Wo die erste Hälfte des Films (der immerhin eine Laufzeit von 129 Minuten hat) in sich stimmig ist und gerade die vielen Wechsel aus schwarz-weiß Szenen in der Vergangenheit (visuell klar Klischeehaft, aber die Wirkung ist atemberaubend) und Harry Hafts Kampf gegen Rocky Marciano hervorragend miteinander zu verbinden weiß, gerät der Film nach dem Kampf etwas aus den Fugen. Zu träge wird danach weitererzählt, was für eine Selbstbestrafung und was für ein Leid er weiterhin in sich trägt, bis er schließlich eines Tages frieden finden kann. Und ja, gerade die ruhigeren Momente sind die kraftvollsten von The Survivor: Wenn aus einem schönen Feuerwerk eine traumatische Erinnerung an Bomben und Flucht wird, wenn Harry darüber philosophiert, was überleben im Konzentrationslager überhaupt bedeutet hat und wie Schattierungen ausfallen. Wie können wir (oder andere) hier überhaupt über diesen Part seines Lebens urteilen? Schwer wiegen daher diese Szenen, die jedoch zum Ende hin weniger werden. Die Laufzeit stellt sich schließlich aber dennoch selbst ein Bein und erzählt zum Ende hin – bis auf das Finale – wenig neues.

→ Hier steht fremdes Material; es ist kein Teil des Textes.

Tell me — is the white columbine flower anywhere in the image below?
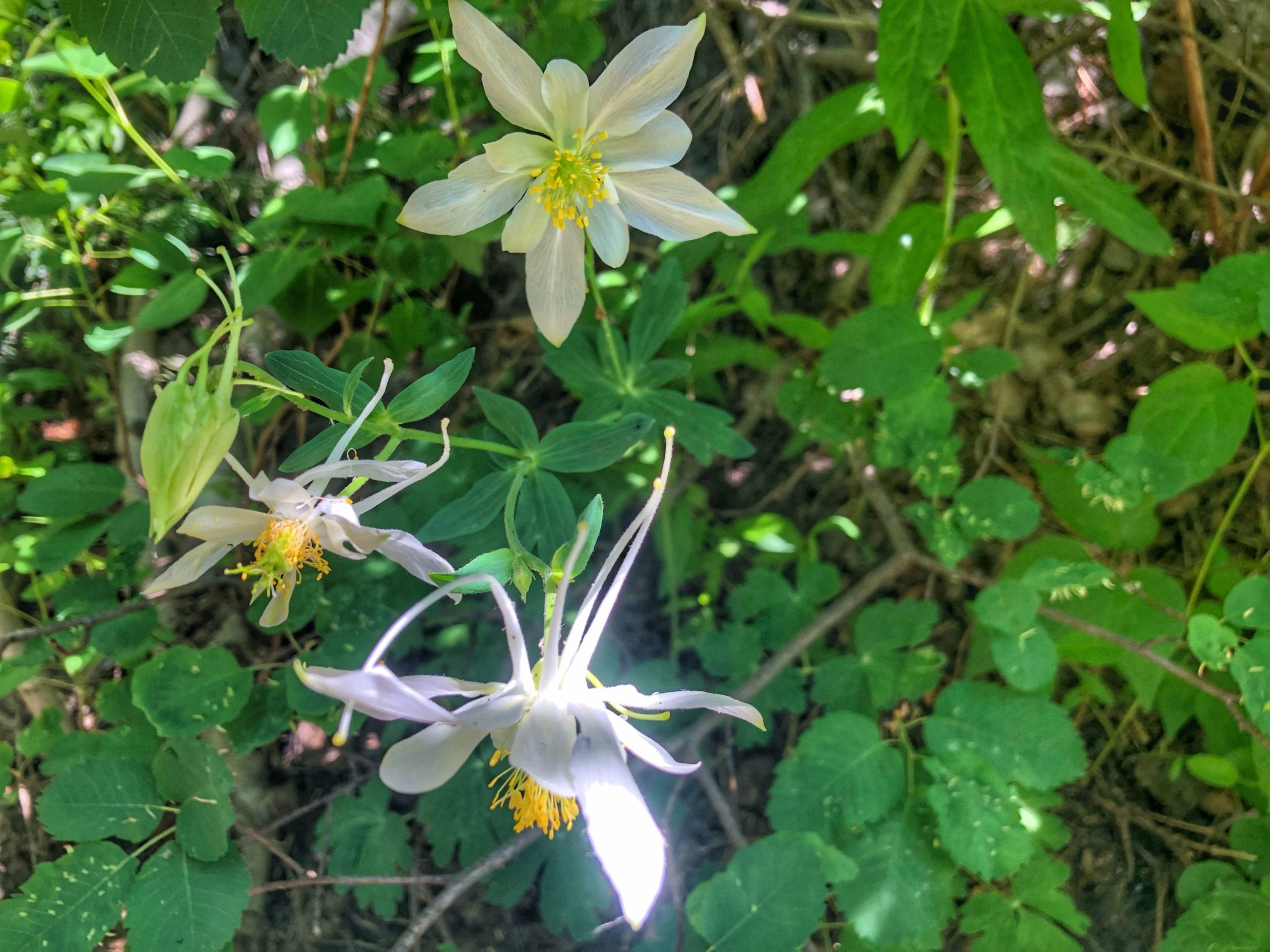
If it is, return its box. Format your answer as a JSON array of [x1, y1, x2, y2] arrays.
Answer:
[[397, 0, 755, 345], [146, 360, 453, 629], [297, 428, 763, 928]]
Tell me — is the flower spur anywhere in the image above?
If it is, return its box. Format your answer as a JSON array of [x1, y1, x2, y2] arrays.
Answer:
[[146, 360, 453, 627], [297, 426, 763, 928]]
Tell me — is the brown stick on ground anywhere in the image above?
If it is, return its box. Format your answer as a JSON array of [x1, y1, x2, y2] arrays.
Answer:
[[1177, 0, 1228, 252]]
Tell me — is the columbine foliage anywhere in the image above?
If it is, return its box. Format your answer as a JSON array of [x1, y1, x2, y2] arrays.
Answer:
[[0, 0, 1270, 952]]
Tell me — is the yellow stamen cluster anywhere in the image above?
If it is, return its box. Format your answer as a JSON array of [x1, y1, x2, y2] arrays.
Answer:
[[226, 519, 330, 596], [489, 748, 578, 839], [530, 125, 608, 230]]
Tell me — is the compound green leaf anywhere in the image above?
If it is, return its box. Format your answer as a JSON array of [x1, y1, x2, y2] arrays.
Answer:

Was bleibt ist aber ein eindringliches Drama, welches nicht nur mit seinem Hauptdarsteller brillieren kann, sondern im Gesamten mit seinem Cast. Egal ob ein Kurzauftritt von Danny DeVito, Peter Sarsgaard als Journalist oder Vicky Krieps als menschlicher Anker für Harry. Und auch hier überzeugt The Survivor: Bei seinen Kämpfen. Wo die schwarz-weißen Sequenzen vor allem brachial, schmerzhaft und grausam sind, ist der Kampf gegen Marciano von einer Fiebrigkeit erfasst, die zu gefallen weiß. Visuell und auch vom Score her, ist so The Survivor – auch wenn man dem Film an sieht, dass er nicht das größte Budget hatte – sehr gelungen und fügt sich gekonnt in das Genre ein. Fans von Ben Foster, von menschlichen Dramen und einer Reise zum Frieden für sich selbst, sei der Film daher wärmstens empfohlen.
Fazit
"The Survivor" ist in vielerlei Hinsicht beeindruckend: Sei es durch seine (wahre) Geschichte voller Leid, Hoffnung, Suche, Liebe, Schuld und Sühne, durch die beeindruckende Performance von Ben Foster oder seine fiebrigen wie brachialen Bilder, die schwarz-weiß durchtrunken sind, wenn es um die Zeit des Holocaust geht. Doch auch dies ist der Film von Barry Levinson: Ein wenig zu lang und er schafft es zum Ende hin nicht seiner Figur und seinem Film einen gekonnten Abschluss zu geben. Zwar ist das Finale berührend, doch der Weg ab der 2. Hälfte des Films dort hin ist zu weit. Fans kommen dennoch nicht um dieses Drama herum.